I was recently at a symposium on "The Meaning of Concrete". During the introduction, an excerpt from Peter Schjeldahl's book Columns and Catalogues was shown:

Concrete is the most careless, promiscuous stuff until it is committed, when it becomes fanatically adamant. Liquid rock, concrete is born under a sign of paradox and does not care. It doesn't care about anything, lazy and in love with gravity but only half in love [...] Promiscuous, doing what anyone wants if the person is strong enough to hold it, concrete is a slut, a gigolo, of materials. Every other material - wood, clay, metal, even plastic - has self-respect, a limit to what it will suffer to have done with it, and at the same time is responsive within that limit, supple in the ways it consents to be used. Not concrete.

I'm not sure if this is actually true or if the author is simply indulging in metaphor... I've found that the amount of water and the nature of aggregate can change the behaviour of concrete dramatically.
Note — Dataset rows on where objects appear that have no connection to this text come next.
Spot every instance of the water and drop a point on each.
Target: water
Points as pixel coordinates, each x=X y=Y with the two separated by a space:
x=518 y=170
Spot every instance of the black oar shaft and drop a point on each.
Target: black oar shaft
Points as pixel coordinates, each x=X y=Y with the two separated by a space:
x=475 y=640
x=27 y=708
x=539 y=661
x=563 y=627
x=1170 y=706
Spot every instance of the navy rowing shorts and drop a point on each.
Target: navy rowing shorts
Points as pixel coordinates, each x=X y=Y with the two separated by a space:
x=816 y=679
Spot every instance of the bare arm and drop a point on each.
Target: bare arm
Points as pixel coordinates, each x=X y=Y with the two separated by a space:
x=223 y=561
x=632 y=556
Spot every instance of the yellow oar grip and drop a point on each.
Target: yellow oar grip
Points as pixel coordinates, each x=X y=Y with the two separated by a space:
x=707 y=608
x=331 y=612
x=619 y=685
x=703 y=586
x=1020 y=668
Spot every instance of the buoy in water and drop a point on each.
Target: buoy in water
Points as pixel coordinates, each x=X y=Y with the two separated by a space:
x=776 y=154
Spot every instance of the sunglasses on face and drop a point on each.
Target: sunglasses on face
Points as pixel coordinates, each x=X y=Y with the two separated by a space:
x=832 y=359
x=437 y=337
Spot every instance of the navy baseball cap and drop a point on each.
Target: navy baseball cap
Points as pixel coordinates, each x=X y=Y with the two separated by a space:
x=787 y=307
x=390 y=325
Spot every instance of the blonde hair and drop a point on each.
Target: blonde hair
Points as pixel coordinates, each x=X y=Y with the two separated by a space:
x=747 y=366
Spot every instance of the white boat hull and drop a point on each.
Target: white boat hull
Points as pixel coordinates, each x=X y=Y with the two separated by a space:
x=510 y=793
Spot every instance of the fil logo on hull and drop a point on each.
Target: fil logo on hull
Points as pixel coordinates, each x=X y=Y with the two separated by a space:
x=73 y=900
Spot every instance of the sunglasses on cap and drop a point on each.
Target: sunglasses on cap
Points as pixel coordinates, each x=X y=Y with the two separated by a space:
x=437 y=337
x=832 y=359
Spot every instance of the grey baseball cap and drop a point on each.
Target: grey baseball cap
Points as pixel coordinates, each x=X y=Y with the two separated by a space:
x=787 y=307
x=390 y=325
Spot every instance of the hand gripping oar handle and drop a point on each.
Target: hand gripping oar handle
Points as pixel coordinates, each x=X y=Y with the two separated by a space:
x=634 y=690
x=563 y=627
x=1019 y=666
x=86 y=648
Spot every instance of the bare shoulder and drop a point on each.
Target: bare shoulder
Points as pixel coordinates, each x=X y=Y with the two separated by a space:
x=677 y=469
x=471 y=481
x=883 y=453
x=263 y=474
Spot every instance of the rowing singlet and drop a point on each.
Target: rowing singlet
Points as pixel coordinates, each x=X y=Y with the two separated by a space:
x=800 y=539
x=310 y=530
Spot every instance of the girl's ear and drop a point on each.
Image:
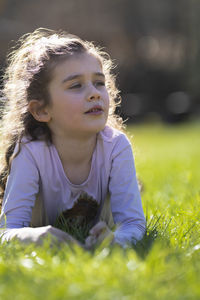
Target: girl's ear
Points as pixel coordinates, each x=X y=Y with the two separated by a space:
x=38 y=111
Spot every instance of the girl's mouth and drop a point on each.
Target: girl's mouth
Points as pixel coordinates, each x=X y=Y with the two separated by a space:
x=96 y=110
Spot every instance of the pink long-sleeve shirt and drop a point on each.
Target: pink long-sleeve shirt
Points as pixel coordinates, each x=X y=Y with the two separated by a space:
x=38 y=189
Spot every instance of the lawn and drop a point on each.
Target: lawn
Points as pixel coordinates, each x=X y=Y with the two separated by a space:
x=164 y=265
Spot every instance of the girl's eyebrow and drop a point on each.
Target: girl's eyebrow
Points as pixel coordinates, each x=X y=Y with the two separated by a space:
x=72 y=77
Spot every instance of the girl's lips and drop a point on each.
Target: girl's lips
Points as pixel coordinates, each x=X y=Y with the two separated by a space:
x=95 y=110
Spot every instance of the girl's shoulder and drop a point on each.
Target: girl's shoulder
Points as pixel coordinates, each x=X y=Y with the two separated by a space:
x=33 y=146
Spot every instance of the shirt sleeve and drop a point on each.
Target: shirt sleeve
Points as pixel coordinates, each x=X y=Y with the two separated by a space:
x=125 y=197
x=20 y=193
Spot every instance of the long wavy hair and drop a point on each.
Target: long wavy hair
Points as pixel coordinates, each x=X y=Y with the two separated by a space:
x=29 y=71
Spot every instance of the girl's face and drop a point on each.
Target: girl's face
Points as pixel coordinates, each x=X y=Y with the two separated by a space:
x=79 y=100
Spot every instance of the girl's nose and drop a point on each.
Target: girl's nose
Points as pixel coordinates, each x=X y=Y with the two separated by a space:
x=93 y=94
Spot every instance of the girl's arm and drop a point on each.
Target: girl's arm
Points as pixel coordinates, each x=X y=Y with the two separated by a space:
x=19 y=199
x=125 y=197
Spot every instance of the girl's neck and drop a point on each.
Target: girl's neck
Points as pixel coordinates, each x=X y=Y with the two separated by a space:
x=75 y=151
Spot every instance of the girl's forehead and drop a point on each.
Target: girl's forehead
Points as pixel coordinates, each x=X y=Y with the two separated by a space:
x=81 y=63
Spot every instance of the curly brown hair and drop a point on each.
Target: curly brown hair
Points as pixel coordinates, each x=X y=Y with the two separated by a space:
x=27 y=76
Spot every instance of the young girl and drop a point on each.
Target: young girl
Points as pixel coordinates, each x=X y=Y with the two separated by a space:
x=62 y=146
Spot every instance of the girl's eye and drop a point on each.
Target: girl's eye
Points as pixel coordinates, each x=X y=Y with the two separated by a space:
x=100 y=83
x=75 y=86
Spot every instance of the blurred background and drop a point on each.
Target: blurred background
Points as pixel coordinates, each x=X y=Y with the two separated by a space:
x=155 y=45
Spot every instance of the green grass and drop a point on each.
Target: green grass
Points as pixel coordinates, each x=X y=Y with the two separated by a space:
x=165 y=265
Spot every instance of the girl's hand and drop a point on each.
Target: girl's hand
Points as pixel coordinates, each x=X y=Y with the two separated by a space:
x=97 y=234
x=37 y=235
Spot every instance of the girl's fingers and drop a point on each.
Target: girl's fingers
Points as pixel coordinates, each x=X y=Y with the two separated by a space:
x=98 y=228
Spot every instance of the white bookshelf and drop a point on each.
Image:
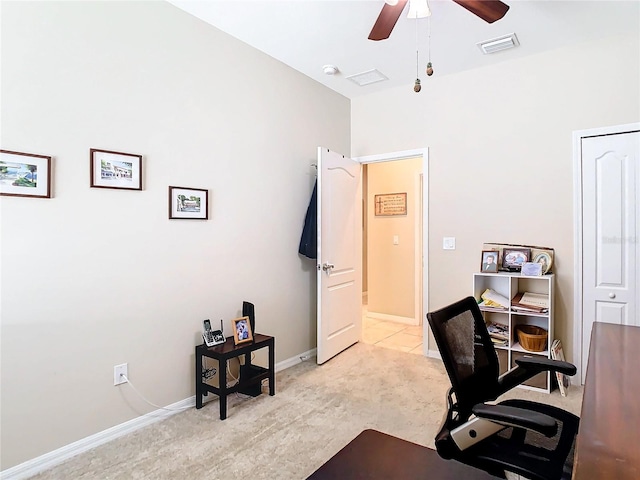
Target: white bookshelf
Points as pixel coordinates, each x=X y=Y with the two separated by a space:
x=508 y=285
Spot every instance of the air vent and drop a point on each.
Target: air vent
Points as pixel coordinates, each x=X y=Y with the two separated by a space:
x=368 y=77
x=498 y=44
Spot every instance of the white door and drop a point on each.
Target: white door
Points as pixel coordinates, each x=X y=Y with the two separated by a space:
x=610 y=232
x=339 y=200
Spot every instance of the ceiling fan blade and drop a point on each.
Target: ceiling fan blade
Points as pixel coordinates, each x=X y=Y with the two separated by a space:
x=488 y=10
x=387 y=20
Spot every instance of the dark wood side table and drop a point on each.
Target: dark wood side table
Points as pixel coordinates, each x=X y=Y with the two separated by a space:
x=223 y=353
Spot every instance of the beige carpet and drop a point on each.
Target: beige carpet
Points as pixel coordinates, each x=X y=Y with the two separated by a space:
x=315 y=412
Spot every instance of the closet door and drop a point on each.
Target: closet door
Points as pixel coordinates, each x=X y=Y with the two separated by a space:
x=610 y=236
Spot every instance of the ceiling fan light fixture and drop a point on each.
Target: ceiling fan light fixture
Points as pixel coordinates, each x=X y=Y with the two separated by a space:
x=498 y=44
x=418 y=9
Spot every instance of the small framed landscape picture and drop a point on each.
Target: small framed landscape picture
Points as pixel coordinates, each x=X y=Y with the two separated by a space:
x=489 y=261
x=115 y=170
x=241 y=330
x=24 y=174
x=514 y=258
x=188 y=203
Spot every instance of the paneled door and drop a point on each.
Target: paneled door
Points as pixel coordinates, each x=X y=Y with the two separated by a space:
x=610 y=165
x=339 y=253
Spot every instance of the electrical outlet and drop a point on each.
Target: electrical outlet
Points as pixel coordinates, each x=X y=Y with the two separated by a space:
x=449 y=243
x=118 y=371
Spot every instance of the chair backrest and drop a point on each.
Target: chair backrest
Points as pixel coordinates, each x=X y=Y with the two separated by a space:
x=467 y=352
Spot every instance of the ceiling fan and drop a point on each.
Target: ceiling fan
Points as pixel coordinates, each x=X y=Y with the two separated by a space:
x=488 y=10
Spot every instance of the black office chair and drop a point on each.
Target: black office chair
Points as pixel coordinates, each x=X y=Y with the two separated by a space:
x=528 y=438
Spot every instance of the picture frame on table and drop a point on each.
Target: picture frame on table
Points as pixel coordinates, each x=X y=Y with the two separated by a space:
x=188 y=203
x=514 y=258
x=241 y=330
x=489 y=263
x=109 y=169
x=25 y=174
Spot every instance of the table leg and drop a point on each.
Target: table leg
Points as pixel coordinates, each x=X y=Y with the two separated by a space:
x=198 y=379
x=272 y=369
x=222 y=370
However, if the formwork and the aggregates are chosen so that they complement each other, concrete can take on unlimited disguises. For instance, it can look like lace:

These prefabricated panels at Nottingham Contemporary Art Gallery were quite amazing in their detail and texture. Although I think the most amazing part would be to see the molds that made these panels. For concrete, the most effort is put into the things that will never be seen.



At the Lloyd's Building in London, the concrete is detailed like steel, with connection pieces and bolt holes:



And at the National Theatre in London, the rough shuttering boards used for the formwork create long horizontal patterns in the poured concrete. From a distance, the imperfections in the boards and pouring create an effect almost like geological strata.